I search for the words.
In my silence, the eastern
yellow robin sings.

                                                                                                  There’s rain on the wind’s breath the day I leave you to fly home for a week, but none comes. Goodbye, come back, you say, your one blue eye watching me go. Galahs fly across the airfield. A yellow cat slides from a drain. Grasshoppers spring from hot cement. Sun reflects silver on the side of a truck moving fast through dry paddocks.

I remember a crowded car when I was ten and you were three – headlights sweeping avenues of red gums on the road home from the south-east. Inside that tunnel of light, your small sleeping body lay heavy on my lap; I smelled the musky wool of your hand-knitted jumper, the sweet scent of your white hair as we moved further into shadow country. Now, I try to hold the cup of my grief still – not let it spill. Our betrayal of you – we four outliving our youngest brother.

When I reach home in Woodford late that night, I open my bag in the garden and let the feathers fly free.

I lie in my bed beside my love and know this starlight’s falling on your white bed by the window. I know you are in good hands for your mates have come and your sons, but I know you listen to the darkness, the soft core of your thoughts haunted by a language you’re now moving beyond. I can’t feel my face. I walk into walls. I weep from one blue eye.

You lie like an injured man stretchered across heavy, war-torn terrain. You can’t see the faces of those who carry you, but feel the rough movements of their bodies as they scramble – fearless and clear-sighted – across rocks and gullies. You try to raise yourself up to relieve them of their burden, but fall back, your limbs paralysed. You’ll have to apologise for your laziness. It’s an old trick of yours.

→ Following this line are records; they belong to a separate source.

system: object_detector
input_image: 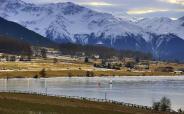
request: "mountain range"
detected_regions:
[0,0,184,61]
[0,17,55,47]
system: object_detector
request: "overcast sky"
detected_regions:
[23,0,184,19]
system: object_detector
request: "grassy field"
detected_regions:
[0,93,174,114]
[0,59,184,78]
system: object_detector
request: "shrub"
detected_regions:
[39,69,46,77]
[160,97,171,111]
[152,97,171,111]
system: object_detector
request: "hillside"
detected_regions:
[0,17,55,47]
[0,36,32,55]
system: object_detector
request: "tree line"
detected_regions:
[59,43,152,60]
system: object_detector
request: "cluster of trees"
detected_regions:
[152,97,171,112]
[94,60,122,70]
[0,36,32,55]
[59,43,152,60]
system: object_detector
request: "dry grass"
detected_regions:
[0,59,184,78]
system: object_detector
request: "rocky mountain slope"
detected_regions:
[0,0,184,60]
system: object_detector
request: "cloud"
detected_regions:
[79,2,114,6]
[160,0,184,5]
[127,8,169,15]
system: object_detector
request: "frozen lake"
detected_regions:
[0,76,184,110]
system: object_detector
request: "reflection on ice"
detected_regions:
[0,76,184,109]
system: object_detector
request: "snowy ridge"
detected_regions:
[0,0,146,41]
[0,0,184,61]
[136,17,184,39]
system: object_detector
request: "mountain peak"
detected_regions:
[178,16,184,21]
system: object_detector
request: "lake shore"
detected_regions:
[0,70,182,78]
[0,60,184,78]
[0,93,171,114]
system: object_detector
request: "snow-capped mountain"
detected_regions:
[136,17,184,39]
[0,0,147,42]
[0,0,184,59]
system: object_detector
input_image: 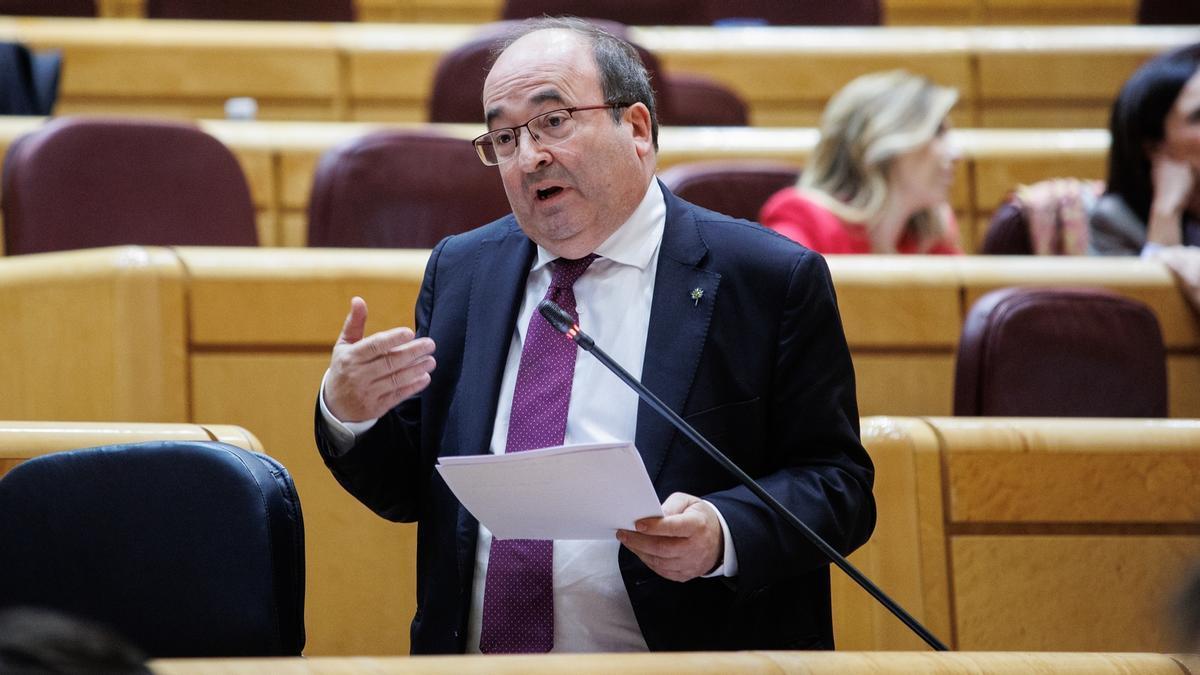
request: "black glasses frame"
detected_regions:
[470,103,632,167]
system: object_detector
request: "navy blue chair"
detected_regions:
[0,441,305,658]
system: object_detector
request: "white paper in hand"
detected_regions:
[437,443,662,539]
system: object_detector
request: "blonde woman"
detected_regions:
[760,71,962,253]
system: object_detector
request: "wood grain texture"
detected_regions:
[150,651,1183,675]
[0,246,187,422]
[830,417,950,651]
[0,19,1195,127]
[952,536,1200,651]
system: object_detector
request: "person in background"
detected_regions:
[760,71,962,253]
[0,607,150,675]
[1088,43,1200,256]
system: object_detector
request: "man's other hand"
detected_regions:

As the journey takes you on into darkness, the air grows hushed. You close your eyes and give yourself up into the care of strangers whose hearts you hear beating as they bear you along.

You want to know the wherefores and whys from doctors, but it’s the night’s ugly mouth that whispers it knows where you’ll travel, and how.

Birds screech inside a
head – the incoherent pleas
of black cockatoos.
 

                                                                                                 When I return the following week, and step into your untended garden, I imagine rank flowers, wise rats, fake-innocent foxes crowding at the chicken coop. Instead, some bird wildly sings, and air touches me in soft waves. The mop tops – impartial to these events – stand idle where our mother once stood watering red pelargoniums in her own heat-soaked days, and eastern yellow robins – like small hearts – come beating through their leaves.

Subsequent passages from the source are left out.